Range Sum Query - Immutable (LeetCode)

Problem Description

Problem Statement	Solution Link	LeetCode Profile
Merge Two Sorted Lists	Merge Two Sorted Lists Solution on LeetCode	VijayShankerSharma

Problem Description

Given an integer array nums, handle multiple queries of the following type:

Calculate the sum of the elements of nums between indices left and right inclusive where $left <= right$.

Implement the NumArray class:

• NumArray(int[] nums): Initializes the object with the integer array nums.
• int sumRange(int left, int right): Returns the sum of the elements of nums between indices left and right inclusive (i.e., nums[left] + nums[left + 1] + ... + nums[right]).

Example

Example 1:

Input: ["NumArray", "sumRange", "sumRange", "sumRange"] [[[-2, 0, 3, -5, 2, -1]], [0, 2], [2, 5], [0, 5]]

Output: [null, 1, -1, -3]

Explanation:

NumArray numArray = new NumArray([-2, 0, 3, -5, 2, -1]); numArray.sumRange(0, 2); // return (-2) + 0 + 3 = 1 numArray.sumRange(2, 5); // return 3 + (-5) + 2 + (-1) = -1 numArray.sumRange(0, 5); // return (-2) + 0 + 3 + (-5) + 2 + (-1) = -3

Constraints

• $1 <= \text{nums.length} <= 10^4$
• $-10^5 <= \text{nums[i]} <= 10^5$
• $0 <= \text{left} <= \text{right} < \text{nums.length}$
• At most $10^4$ calls will be made to sumRange.

Approach

To efficiently handle multiple queries of summing elements within a range, we can precompute the cumulative sum array (prefix sum array). The cumulative sum array cumSum stores the sum of elements up to index i from the beginning of the input array. Then, to calculate the sum between any two indices left and right, we simply return cumSum[right] - cumSum[left-1], handling the edge case when left is 0.

Implementation Steps:

1. Initialize an array cumSum of the same length as the input nums.
2. Initialize cumSum[0] as nums[0].
3. Iterate from index 1 to the end of nums:
   • Update cumSum[i] = cumSum[i-1] + nums[i].
4. To calculate the sum between left and right, return cumSum[right] - cumSum[left-1] (if left > 0) or cumSum[right] (if left = 0).

Solution Code

Python

class NumArray:
    def __init__(self, nums):
        self.prefix_sum = [0] * (len(nums) + 1)
        for i in range(len(nums)):
            self.prefix_sum[i + 1] = self.prefix_sum[i] + nums[i]

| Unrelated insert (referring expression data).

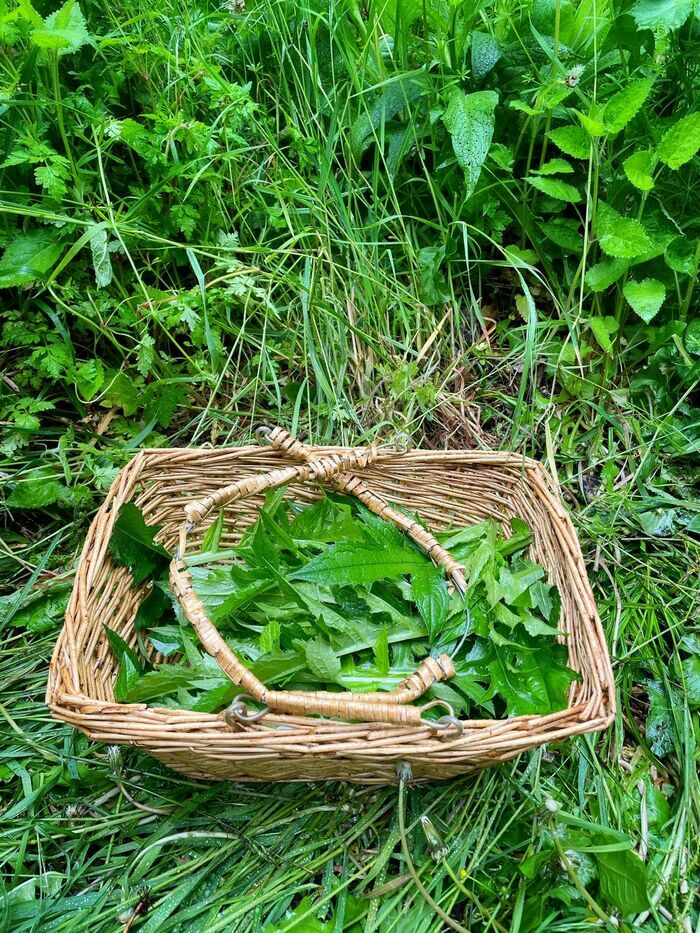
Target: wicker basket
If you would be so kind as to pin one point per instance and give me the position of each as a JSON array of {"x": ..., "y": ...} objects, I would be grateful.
[{"x": 366, "y": 738}]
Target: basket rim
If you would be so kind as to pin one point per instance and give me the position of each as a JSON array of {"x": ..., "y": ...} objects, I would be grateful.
[{"x": 70, "y": 704}]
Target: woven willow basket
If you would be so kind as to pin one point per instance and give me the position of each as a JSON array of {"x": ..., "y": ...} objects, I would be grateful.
[{"x": 366, "y": 738}]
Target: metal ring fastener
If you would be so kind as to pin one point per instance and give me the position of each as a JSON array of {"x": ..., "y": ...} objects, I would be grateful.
[{"x": 238, "y": 711}]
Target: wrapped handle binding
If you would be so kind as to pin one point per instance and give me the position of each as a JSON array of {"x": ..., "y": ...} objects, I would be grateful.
[{"x": 334, "y": 470}]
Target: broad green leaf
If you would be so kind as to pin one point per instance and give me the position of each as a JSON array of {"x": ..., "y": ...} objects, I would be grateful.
[
  {"x": 430, "y": 594},
  {"x": 349, "y": 563},
  {"x": 625, "y": 105},
  {"x": 603, "y": 328},
  {"x": 555, "y": 167},
  {"x": 28, "y": 258},
  {"x": 555, "y": 188},
  {"x": 664, "y": 14},
  {"x": 469, "y": 120},
  {"x": 64, "y": 31},
  {"x": 132, "y": 544},
  {"x": 680, "y": 255},
  {"x": 101, "y": 261},
  {"x": 645, "y": 297},
  {"x": 565, "y": 232},
  {"x": 572, "y": 140},
  {"x": 622, "y": 237},
  {"x": 381, "y": 651},
  {"x": 638, "y": 168},
  {"x": 322, "y": 660},
  {"x": 89, "y": 378},
  {"x": 485, "y": 53},
  {"x": 624, "y": 881},
  {"x": 680, "y": 143},
  {"x": 605, "y": 273},
  {"x": 531, "y": 681}
]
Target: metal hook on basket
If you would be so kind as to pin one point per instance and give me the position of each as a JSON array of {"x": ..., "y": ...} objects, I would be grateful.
[
  {"x": 238, "y": 712},
  {"x": 444, "y": 722},
  {"x": 262, "y": 432}
]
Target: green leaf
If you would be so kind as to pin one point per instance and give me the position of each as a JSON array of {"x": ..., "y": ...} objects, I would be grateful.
[
  {"x": 485, "y": 54},
  {"x": 101, "y": 261},
  {"x": 89, "y": 378},
  {"x": 638, "y": 168},
  {"x": 691, "y": 338},
  {"x": 64, "y": 31},
  {"x": 129, "y": 665},
  {"x": 680, "y": 255},
  {"x": 625, "y": 105},
  {"x": 554, "y": 167},
  {"x": 572, "y": 140},
  {"x": 665, "y": 14},
  {"x": 270, "y": 637},
  {"x": 603, "y": 328},
  {"x": 28, "y": 258},
  {"x": 680, "y": 143},
  {"x": 565, "y": 232},
  {"x": 622, "y": 237},
  {"x": 531, "y": 681},
  {"x": 555, "y": 188},
  {"x": 623, "y": 880},
  {"x": 605, "y": 273},
  {"x": 350, "y": 563},
  {"x": 132, "y": 544},
  {"x": 430, "y": 594},
  {"x": 469, "y": 120},
  {"x": 691, "y": 676},
  {"x": 645, "y": 297},
  {"x": 381, "y": 651},
  {"x": 322, "y": 659}
]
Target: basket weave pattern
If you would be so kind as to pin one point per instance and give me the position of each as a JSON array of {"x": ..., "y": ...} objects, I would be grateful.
[{"x": 453, "y": 488}]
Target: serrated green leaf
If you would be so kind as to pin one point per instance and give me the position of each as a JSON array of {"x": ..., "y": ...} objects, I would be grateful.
[
  {"x": 605, "y": 273},
  {"x": 101, "y": 260},
  {"x": 349, "y": 563},
  {"x": 485, "y": 53},
  {"x": 624, "y": 881},
  {"x": 555, "y": 188},
  {"x": 625, "y": 105},
  {"x": 430, "y": 594},
  {"x": 638, "y": 168},
  {"x": 680, "y": 143},
  {"x": 680, "y": 255},
  {"x": 572, "y": 140},
  {"x": 28, "y": 258},
  {"x": 621, "y": 237},
  {"x": 132, "y": 544},
  {"x": 64, "y": 30},
  {"x": 322, "y": 659},
  {"x": 664, "y": 14},
  {"x": 554, "y": 167},
  {"x": 645, "y": 297},
  {"x": 469, "y": 120}
]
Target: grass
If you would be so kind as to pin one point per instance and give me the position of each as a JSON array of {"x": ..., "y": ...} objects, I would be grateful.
[{"x": 305, "y": 252}]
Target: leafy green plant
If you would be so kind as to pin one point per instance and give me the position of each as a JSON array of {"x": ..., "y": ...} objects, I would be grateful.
[{"x": 327, "y": 597}]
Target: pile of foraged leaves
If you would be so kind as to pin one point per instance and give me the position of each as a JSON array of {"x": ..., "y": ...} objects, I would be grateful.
[{"x": 331, "y": 597}]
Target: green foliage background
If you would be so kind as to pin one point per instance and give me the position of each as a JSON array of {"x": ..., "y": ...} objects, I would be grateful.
[{"x": 475, "y": 222}]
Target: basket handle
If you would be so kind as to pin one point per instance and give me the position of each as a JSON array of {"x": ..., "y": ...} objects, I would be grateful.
[{"x": 331, "y": 469}]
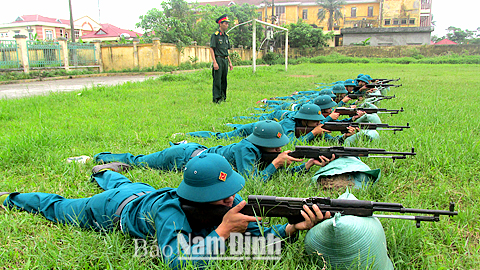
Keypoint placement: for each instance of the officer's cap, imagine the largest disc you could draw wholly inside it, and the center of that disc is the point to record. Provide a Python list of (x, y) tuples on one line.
[(208, 178), (310, 112), (269, 134), (222, 18)]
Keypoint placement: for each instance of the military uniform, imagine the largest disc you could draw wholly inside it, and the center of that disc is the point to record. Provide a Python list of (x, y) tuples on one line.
[(244, 156), (150, 214), (220, 43)]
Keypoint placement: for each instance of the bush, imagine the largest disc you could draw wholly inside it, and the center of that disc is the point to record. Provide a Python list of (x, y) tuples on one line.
[(271, 57)]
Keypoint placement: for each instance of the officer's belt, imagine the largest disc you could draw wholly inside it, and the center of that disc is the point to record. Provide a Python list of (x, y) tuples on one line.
[(197, 152), (118, 213)]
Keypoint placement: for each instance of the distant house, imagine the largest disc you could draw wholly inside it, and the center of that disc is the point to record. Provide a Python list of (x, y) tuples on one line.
[(445, 42), (37, 26), (108, 32), (45, 28)]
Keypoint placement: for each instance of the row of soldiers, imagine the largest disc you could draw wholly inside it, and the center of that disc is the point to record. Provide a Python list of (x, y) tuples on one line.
[(214, 176)]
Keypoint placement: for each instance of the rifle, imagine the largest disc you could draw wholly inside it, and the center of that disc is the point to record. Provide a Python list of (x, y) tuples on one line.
[(204, 215), (340, 151), (356, 96), (385, 80), (271, 206), (373, 85), (343, 127), (353, 111)]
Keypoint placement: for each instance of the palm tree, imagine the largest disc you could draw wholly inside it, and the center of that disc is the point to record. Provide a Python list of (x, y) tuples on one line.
[(333, 8)]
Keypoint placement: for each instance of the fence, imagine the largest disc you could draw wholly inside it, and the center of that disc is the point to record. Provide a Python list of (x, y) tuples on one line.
[(37, 54), (9, 54), (43, 54), (81, 54)]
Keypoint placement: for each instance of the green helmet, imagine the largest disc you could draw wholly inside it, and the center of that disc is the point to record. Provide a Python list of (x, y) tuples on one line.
[(327, 92), (324, 102), (309, 112), (209, 177), (269, 134), (349, 82), (363, 79), (339, 89)]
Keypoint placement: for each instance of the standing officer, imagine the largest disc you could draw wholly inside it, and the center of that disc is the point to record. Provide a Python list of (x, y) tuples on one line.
[(219, 45)]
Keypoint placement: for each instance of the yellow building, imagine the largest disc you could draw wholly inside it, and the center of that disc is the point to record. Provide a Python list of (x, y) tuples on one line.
[(356, 13)]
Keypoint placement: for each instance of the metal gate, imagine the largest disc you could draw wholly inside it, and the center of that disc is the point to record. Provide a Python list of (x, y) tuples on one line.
[(43, 53), (81, 54), (9, 54)]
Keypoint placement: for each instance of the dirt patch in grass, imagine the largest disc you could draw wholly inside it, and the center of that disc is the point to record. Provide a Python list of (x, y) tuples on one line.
[(302, 76)]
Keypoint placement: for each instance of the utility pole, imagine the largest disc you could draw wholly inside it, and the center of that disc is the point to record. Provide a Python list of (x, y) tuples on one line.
[(72, 30)]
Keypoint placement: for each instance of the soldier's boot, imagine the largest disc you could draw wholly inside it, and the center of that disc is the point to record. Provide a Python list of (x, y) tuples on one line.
[(3, 197)]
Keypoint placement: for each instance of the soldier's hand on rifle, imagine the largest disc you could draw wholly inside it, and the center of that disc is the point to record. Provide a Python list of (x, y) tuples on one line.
[(346, 99), (359, 114), (351, 131), (323, 161), (318, 130), (312, 218), (234, 221), (283, 160), (334, 115)]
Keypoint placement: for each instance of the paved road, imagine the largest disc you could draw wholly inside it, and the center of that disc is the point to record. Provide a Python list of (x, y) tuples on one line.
[(45, 87)]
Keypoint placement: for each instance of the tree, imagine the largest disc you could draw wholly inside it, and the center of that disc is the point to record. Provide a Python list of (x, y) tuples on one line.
[(172, 24), (459, 36), (181, 23), (333, 8)]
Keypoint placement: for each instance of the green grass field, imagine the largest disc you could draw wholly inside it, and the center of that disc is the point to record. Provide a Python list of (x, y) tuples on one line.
[(39, 133)]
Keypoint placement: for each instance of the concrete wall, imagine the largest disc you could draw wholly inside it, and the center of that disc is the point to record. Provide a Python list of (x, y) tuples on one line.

    def sumRange(self, left, right):
        return self.prefix_sum[right + 1] - self.prefix_sum[left]

Java

class NumArray {
    int[] cumSum;

    public NumArray(int[] nums) {
        cumSum = new int[nums.length];
        cumSum[0] = nums[0];
        for (int i = 1; i < nums.length; i++) {
            cumSum[i] = cumSum[i - 1] + nums[i];
        }
    }

    public int sumRange(int left, int right) {
        return cumSum[right] - (left > 0 ? cumSum[left - 1] : 0);
    }
}

C++

class NumArray {
private:
    vector<int> cumSum;
    
public:
    NumArray(vector<int>& nums) {
        cumSum.resize(nums.size());
        cumSum[0] = nums[0];
        for (int i = 1; i < nums.size(); i++) {
            cumSum[i] = cumSum[i - 1] + nums[i];
        }
    }
    
    int sumRange(int left, int right) {
        return cumSum[right] - (left > 0 ? cumSum[left - 1] : 0);
    }
};

Conclusion

The "Range Sum Query - Immutable" problem can be efficiently solved using a cumulative sum array. By precomputing the cumulative sum of elements up to each index, we can handle multiple queries of summing elements within a range with constant time complexity. The provided solution code implements this approach in Python, Java, and C++, providing an optimal solution to the problem.